1970 film by Michael Gordon

How Do I Love Thee? is a 1970 American comedy-drama film directed by Michael Gordon. It stars Jackie Gleason and Maureen O'Hara and is based on Peter De Vries's 1965 novel Let Me Count the Ways.

==Plot==
Tom Waltz, a college professor, finds out that Stanley, his father, is in Lourdes, France. He quickly catches a flight there over his wife Marion's objections.

Stanley is a furniture mover, happily married to Elsie but tempted by Lena, an artist. No actual affair takes place, but Lena does give him a poem as a parting gift that Stanley later enters in a contest. He wins a $10,000 prize and donates the money to Tom's department at the university. Tom is rewarded with a promotion over his rival, Littlefield.

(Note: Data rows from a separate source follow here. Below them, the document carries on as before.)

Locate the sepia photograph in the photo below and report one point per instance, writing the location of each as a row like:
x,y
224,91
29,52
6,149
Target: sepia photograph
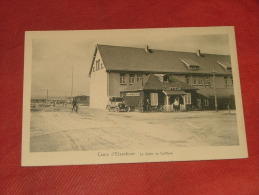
x,y
131,95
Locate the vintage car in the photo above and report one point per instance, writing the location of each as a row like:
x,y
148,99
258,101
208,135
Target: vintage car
x,y
117,104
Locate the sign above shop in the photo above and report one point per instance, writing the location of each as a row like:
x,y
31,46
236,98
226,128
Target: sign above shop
x,y
132,94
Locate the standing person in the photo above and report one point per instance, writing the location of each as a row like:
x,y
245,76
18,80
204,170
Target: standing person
x,y
148,105
176,105
141,106
74,104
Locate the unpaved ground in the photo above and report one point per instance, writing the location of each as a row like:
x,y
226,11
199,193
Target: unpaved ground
x,y
57,129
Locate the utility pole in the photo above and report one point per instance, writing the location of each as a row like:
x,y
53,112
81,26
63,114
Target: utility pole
x,y
214,88
72,83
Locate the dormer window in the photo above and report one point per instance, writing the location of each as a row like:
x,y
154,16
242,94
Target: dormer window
x,y
225,65
166,79
191,64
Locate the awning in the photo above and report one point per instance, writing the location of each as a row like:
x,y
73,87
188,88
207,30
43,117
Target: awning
x,y
221,93
171,92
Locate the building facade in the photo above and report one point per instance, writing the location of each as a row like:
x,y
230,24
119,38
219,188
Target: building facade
x,y
115,69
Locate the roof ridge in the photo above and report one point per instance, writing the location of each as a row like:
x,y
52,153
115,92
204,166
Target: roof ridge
x,y
160,49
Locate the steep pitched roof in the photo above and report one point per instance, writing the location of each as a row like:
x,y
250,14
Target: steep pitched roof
x,y
150,82
117,58
221,93
179,84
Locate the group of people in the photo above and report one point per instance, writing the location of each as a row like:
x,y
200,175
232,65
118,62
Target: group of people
x,y
146,105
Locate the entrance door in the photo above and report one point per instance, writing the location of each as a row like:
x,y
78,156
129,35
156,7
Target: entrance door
x,y
199,103
154,99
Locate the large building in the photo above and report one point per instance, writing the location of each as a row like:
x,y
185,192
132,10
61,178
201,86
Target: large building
x,y
188,77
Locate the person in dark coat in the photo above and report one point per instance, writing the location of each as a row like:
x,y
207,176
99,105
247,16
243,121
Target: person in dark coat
x,y
74,104
141,106
147,105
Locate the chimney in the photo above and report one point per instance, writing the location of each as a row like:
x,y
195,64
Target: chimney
x,y
199,53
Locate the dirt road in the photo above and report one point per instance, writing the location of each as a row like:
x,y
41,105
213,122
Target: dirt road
x,y
57,129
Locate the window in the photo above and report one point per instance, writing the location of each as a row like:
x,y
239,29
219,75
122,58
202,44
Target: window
x,y
187,80
226,81
194,81
200,81
173,88
154,99
122,79
97,65
206,102
188,98
131,79
139,77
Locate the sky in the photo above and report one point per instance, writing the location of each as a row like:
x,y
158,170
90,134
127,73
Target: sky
x,y
53,58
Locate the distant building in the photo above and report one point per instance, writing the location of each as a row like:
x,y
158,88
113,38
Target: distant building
x,y
82,99
38,100
188,77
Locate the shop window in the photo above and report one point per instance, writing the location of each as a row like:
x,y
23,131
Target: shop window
x,y
226,81
232,81
154,99
187,80
122,79
206,102
97,65
200,81
131,79
188,98
139,77
194,81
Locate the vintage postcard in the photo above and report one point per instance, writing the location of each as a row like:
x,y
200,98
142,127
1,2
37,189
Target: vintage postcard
x,y
131,96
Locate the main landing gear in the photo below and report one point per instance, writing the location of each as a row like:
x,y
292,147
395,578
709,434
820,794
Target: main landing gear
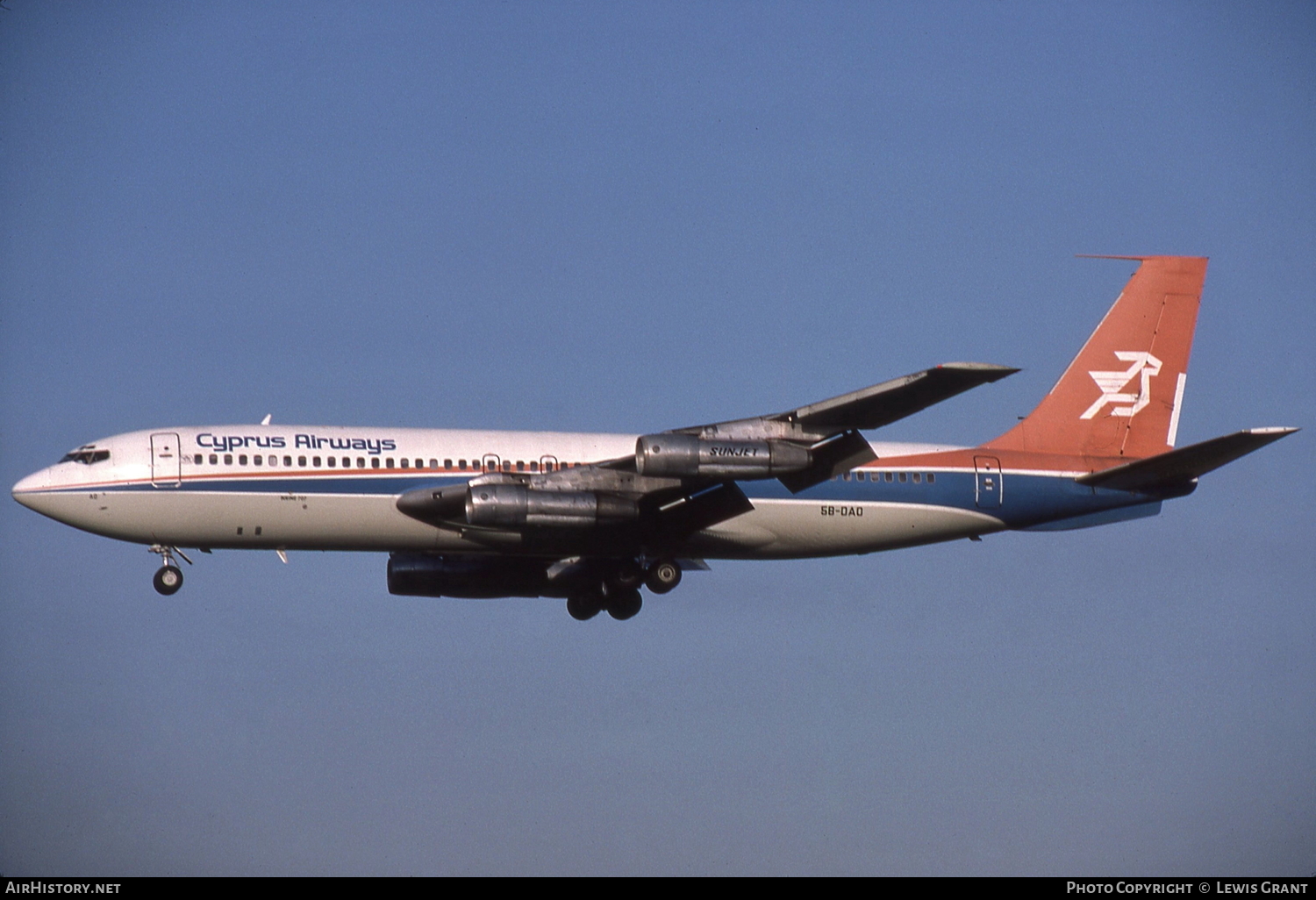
x,y
619,589
168,578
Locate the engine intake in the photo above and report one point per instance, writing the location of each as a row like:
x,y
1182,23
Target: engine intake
x,y
682,454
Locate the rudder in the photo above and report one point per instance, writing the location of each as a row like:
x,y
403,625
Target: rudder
x,y
1121,394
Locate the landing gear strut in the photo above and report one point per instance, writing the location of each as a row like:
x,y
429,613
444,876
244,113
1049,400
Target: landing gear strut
x,y
168,578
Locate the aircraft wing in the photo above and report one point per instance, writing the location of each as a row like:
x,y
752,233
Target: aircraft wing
x,y
871,407
683,481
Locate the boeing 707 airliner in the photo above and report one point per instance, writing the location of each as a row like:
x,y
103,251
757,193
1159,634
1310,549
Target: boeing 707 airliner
x,y
592,518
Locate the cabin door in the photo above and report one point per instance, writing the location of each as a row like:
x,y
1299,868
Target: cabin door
x,y
987,482
166,462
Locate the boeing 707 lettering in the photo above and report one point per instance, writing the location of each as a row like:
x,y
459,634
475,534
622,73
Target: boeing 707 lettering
x,y
594,518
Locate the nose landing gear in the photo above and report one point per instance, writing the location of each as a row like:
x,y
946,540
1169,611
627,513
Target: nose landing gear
x,y
168,578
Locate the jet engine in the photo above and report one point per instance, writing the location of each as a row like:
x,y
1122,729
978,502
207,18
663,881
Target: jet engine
x,y
479,578
676,455
515,505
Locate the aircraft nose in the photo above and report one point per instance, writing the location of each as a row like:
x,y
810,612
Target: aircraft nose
x,y
29,489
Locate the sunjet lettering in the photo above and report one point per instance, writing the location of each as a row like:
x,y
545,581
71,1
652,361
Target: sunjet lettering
x,y
732,452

Trouble develops when the "original" poem is exposed as being one of Elizabeth Barrett Browning's sonnets. Littlefield gets the job and Tom's reputation is sullied. Stanley prays for divine intervention and Littlefield promptly dies. Stanley flies to Lourdes to atone and pray for forgiveness, but is relieved when Tom informs him that Littlefield's death occurred before his request for help from above.

==Cast==
- Jackie Gleason as Stanley Waltz
- Maureen O'Hara as Elsie Waltz
- Shelley Winters as Lena Mervin
- Rosemary Forsyth as Marion Waltz
- Rick Lenz as Tom Waltz
- Jeffrey Orloff as University of Miami student wearing TKE shirt during campus demonstration

==Production notes==
Filming began in Florida in June 1969. Maureen O'Hara, who accepted the role after a five year absence from the screen, later said she regretted making the film because the script was bad and there were numerous problems on the set.

==Reception==
How Do I Love Thee? premiered in Los Angeles on October 1, 1970. It was a box office failure and recorded an overall loss of $2,425,000. It earned rentals of $150,000 in North America and $125,000 in other countries.

==Home media==
How Do I Love Thee? was released on Region 1 Blu-ray by Kino Lorber Studio Classics on May 15, 2018.